I saw Zodiac over the weekend. I finally put it together, oh yeah, I really like movies and books where people are obsessed with things. However, if you see it in the theater, choose one where the seats are not several years old and uncomfortable. It's a little long. I personally think it pays off perfectly for the wait, but then again, see above regarding it being my genre of things I like.

Today is supposed to be "unseasonably warm" so I think I will take my work elsewhere, namely the coffeeshop 5 blocks away with free wireless. I'm not a fan of too hot, too fast, it's super disorienting to my body. But on the other hand, sunshine and warmth after a drought -- it's a high.

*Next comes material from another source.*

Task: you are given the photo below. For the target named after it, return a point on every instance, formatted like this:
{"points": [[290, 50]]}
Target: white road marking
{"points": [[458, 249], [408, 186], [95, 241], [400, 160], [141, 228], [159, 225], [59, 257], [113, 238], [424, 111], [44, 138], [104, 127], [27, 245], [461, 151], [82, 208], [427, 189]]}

There's been a lot of poetry in the household lately. I'm reading lots more of it than usual, but we've also taken to occasionally reading it aloud at bedtime before going to sleep. Here's a poem I've been thinking about today. It's dark and depressing, like poetry should be, right? I don't know, it seems reasonable to me to read this now, when I'm in a good mood. It probably wouldn't make for a good bedtime story.

Counting Small-Boned Bodies

Let's count the bodies over again.

If we could only make the bodies smaller,
The size of skulls,
We could make a whole plain white with skulls
in the moonlight!

If we could only make the bodies smaller,
Maybe we could get
A whole year's kill in front of us on a desk!

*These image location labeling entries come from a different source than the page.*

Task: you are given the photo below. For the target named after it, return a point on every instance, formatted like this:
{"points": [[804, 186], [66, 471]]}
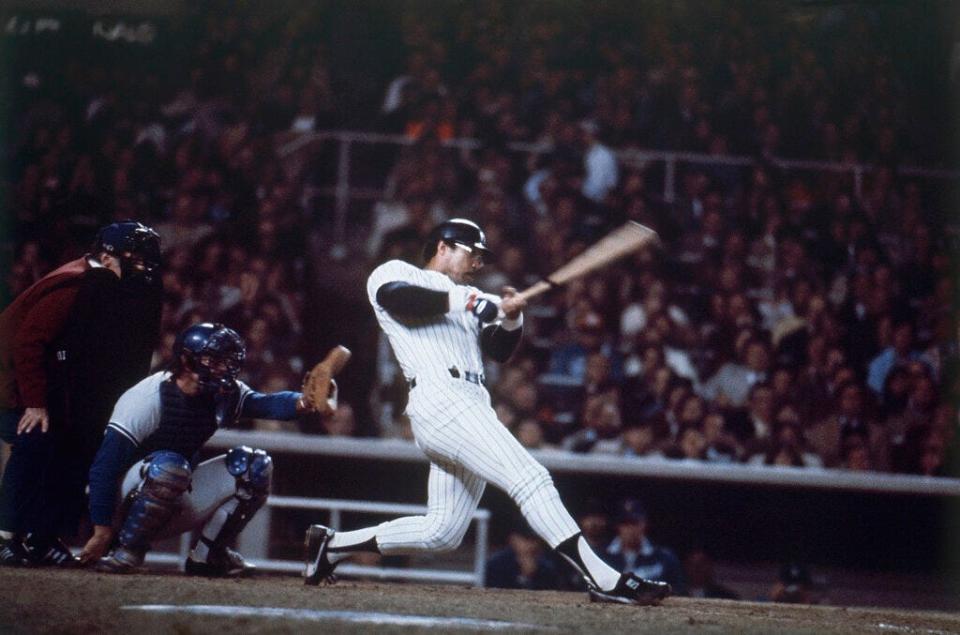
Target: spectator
{"points": [[522, 564], [793, 585], [631, 550], [731, 384]]}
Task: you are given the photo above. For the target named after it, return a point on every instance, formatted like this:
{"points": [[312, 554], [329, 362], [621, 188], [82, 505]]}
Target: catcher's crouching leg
{"points": [[165, 479], [212, 556]]}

If we could only make the bodies smaller,
We could fit
A body into a finger-ring, for a keepsake forever.

- Robert Bly


Bly is one of those 60s Minnesota guys I think, into the "men's movement" in that way that involves naked sweat lodges and heterosexual bonding to feel feelings and not beat up women and go on hunts and re-enact Jungian archetypes and pretend they are shamans. I can't lie, I probably wouldn't have known better, that would have been me too. I criticize, but I can't judge.

Date: 2007-03-13 05:43 pm (UTC)
From: [identity profile] twostepsfwd.livejournal.com
Argh! Men's movement! Make it stop!

I loved Zodiac. I think you hit the nail on the head, it is great to watch movies about obsessive people. Cuz I'm one, too.